An alternative is to define a state schema and treat it as a first-class artifact that the agent reads and updates on each turn:

from pydantic import BaseModel
from typing import List, Optional

class AgentState(BaseModel):
    task_description: str
    completed_steps: List[str]
    pending_steps: List[str]
    retrieved_documents: List[str]
    notes: Optional[str] = None

state = AgentState(
    task_description="Summarize Q4 financials",
    completed_steps=["Retrieved Q4 report"],
    pending_steps=["Extract key metrics", "Write summary"],
    retrieved_documents=["q4_report.pdf"]
)

messages.append({
    "role": "user",
    "content": f"Current state: {state.model_dump_json()}\n\nContinue with the next step."
})

The model receives the current state, executes the next step, and returns an updated state as part of its output. You persist that state before the next turn. When the agent stalls or produces unexpected output, you can read the state object and know exactly where it is and what it was trying to accomplish. Handoffs are clean: a subagent or a resumed session receives a structured summary of what is known and what remains.

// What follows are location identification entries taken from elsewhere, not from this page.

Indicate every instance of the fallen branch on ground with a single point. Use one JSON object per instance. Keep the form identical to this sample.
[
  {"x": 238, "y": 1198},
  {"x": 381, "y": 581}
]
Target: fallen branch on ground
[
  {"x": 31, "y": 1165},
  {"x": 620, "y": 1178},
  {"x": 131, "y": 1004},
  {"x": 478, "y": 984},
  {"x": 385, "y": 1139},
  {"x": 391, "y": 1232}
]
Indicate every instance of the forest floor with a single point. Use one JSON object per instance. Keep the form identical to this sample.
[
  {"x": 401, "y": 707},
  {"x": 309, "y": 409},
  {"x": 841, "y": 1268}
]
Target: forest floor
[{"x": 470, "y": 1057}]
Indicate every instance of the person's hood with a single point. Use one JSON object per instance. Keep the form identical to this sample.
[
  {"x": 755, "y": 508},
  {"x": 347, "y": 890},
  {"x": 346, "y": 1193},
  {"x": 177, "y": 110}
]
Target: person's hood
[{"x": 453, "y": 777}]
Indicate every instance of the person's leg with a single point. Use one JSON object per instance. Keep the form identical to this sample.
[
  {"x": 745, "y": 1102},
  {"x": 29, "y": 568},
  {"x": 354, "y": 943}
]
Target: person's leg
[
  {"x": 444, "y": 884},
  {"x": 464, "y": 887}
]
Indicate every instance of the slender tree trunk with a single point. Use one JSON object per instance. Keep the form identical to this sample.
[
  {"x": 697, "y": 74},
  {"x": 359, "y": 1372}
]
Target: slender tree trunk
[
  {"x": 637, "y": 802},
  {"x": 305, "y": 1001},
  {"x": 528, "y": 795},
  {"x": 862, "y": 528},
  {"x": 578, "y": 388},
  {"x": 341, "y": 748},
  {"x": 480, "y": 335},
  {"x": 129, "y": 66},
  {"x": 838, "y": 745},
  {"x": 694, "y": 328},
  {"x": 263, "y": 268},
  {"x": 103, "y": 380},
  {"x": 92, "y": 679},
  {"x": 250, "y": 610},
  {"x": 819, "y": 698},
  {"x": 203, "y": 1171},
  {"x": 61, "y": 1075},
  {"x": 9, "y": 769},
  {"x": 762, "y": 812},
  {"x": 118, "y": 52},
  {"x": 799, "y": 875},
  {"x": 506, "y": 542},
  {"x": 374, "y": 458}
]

The trade-off is that you are asking the model to maintain a structured object through every turn, which increases prompt complexity and occasionally produces malformed state updates. Validating the returned state with the Pydantic model and falling back on the previous state if validation fails keeps that failure mode contained.

What Memory Architecture Reveals

Memory architecture is where agentic systems become hard to design well, as distinct from hard to get running. A demo agent with five tool calls and a single well-bounded session can ignore memory architecture entirely and still look impressive. A production agent that handles complex tasks across multiple sessions, or coordinates across several subagents working in parallel, will produce failures that trace back to memory decisions rather than model capability.

The four-type framework provides a useful vocabulary for diagnosing those failures. An agent that keeps repeating work it already completed has an episodic memory problem. An agent that loses consistency across sessions has a persistence problem. An agent that drifts from its original goal during a long task has a working memory management problem, likely because intermediate tool results have pushed the original task context out of the active window. Each diagnosis points to a different class of solution.

Willison’s framing of agentic engineering as a distinct discipline is useful precisely because the failure modes do not map onto traditional software failures. Memory architecture is one of the clearest places where that distinction is concrete rather than rhetorical.